Around this time last year we were just getting acquainted with the idea of being new parents. We had just brought our first foster son home, hadn’t yet met or talked with his parents. We had no idea what God had in store for us as foster parents, or as parents in general.
I am in awe of all that can happen in a year. We have had 5 sweet baby boys in our home. Two of those boys have been respite placements (just this last week), and two have long since gotten to go home to their parents. And a few weeks ago, that first precious boy we brought home a year ago turned 1. I can hardly describe the emotions swirling around: excited, happy, disbelief that we’d been parenting almost an entire year. I reflect back on Sweaty Spaghetti often, and am so full of joy that he is right where he is meant to be. And just when I thought I couldn’t get any happier, we got invited to come to his first birthday party. And just like that, I started to cry. I had hoped we would get to celebrate his birthday with him, but when hopes like that become reality, I truly can’t wrap my head around how blessed we are.
So often, foster care seems to pit foster families against bio families. One is “bad” and the other “better”. They are on opposite sides of some battle, and the child is stuck in the middle. But what if the child being in the middle wasn’t so bad? What if, instead of being yanked from one side to the other like a game of tug-o-war, the child is holding hands with both families? This idea is sometimes used to depict families who choose open adoption, but rarely, if ever, have I seen anyone talk about how to reach this place with bio families. And yet, a few weeks ago, we found ourselves in this very position. We showed up, with Sweet One, to a child’s first birthday party. Not only were we welcomed with open arms (literally!), but we were introduced to family without shame- “These were (kiddo’s) foster parents.” Cue more tears. I’m continually amazed by the gracious way that we are included in their family. I’ve long said that your village can never be too big; you can never have too many people praying for you and rooting you on. Being able to follow along on new milestones, pictures, and interests is such a blessing. When I question God’s call to have us in foster care, all I have to do is think about this family, and I know that we are right here for a reason.
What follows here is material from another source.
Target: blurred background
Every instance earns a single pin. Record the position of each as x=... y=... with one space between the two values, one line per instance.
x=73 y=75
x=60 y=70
And Sweaty Spaghetti’s birthday wasn’t the only one we’ve celebrated recently! Sweet One also had his first birthday, just in time for us to take a respite placement who also had a birthday! A time to celebrate how much has happened in a year, and yet is so bittersweet for children in foster care. We printed pictures, made cake and had balloons. A few new toys were given, and songs were sung, but it hurts my heart to know that these birthday celebrations were incomplete. Unlike Sweaty Spaghetti’s birthday, there were some very important people missing from these other parties. There may have been a table full of people here to celebrate, but there was a big empty space in my heart where these kiddos’ grandparents, siblings and parents should have been. I can’t help but wonder what they would have done differently. Do they have a birthday tradition of eating cake for breakfast? Maybe a family movie night is how they would choose to celebrate. How different these birthdays would have looked with siblings and cousins running around and “helping” unwrap toys and blow out candles. Well-meaning and encouraging friends will tell us that we did just fine, that we made their birthdays special. And I hope that they’re right. But just because we did well doesn’t mean it couldn’t have been made better with their families there.
Life’s celebrations and milestones are not meant to be contained to a weekly visit. My heart breaks for these babies, and even moreso for their parents. What must it be like to have to ask permission to feed your child a cupcake for their birthday? To not be able to take them to the park? These are all parts of grief that we will feel as our children go home, and however much it hurts for us, the pain must be double for families whose children are in care. Now for all of the people that say they deserve it, or that they “made their bed”, please remember pain doesn’t happen in a vacuum. Not only did these families have a lot of “help”, in the worst of ways, finding themselves in this situation, but their pain isn’t the only pain I’m concerned with. Judgement can seem well-meaning, I mean, you’re just looking out for the child, right? But what if I told you that every time you ask me about the habits or faults of bio parents, you twist the knife a little more? Not just for us, but for these kids. Every time something negative is said about their parents, it affects them. Not just when they can understand it, or when they’re within earshot. I’ve met the families of each child we’ve had in our care, and I don’t have any ill will toward any of them. That’s not some superpower of mine (I’m still just human), nor is it blindness or naivety. I believe they deserve respect and kindness, and guess what? Every single parent and family member has treated me well in return. Is it a fluke? I have no way of knowing except to keep loving on these kids and their parents. But I really believe that if we can remember the goal is to be holding hands, and not playing tug-o-war, we’ll accomplish a heck of a lot more than if we go head-to-head over a text message or a visit.
Our first family taught us it’s possible to be on the same side, all lifting the child up. I know relationships like this can’t happen if they’re one-sided, and surely they take work to maintain. But social workers, friends, family and bystanders can help by extending grace and understanding instead of cynicism and critique. Instead of offering an opinion about bio parents, try connecting to your foster parent friends another way. Pray for them, provide respite for them, write them a note about how great they’re doing or send them a little something so they know they aren’t alone. I can’t speak for every foster parent, but I feel the most supported when you can celebrate the bio families victories with us. The goal is reunification until it’s no longer safe or in the best interest of the child, and even then there is loss involved. Support us by supporting these families as they come full circle, just like you’ve supported us.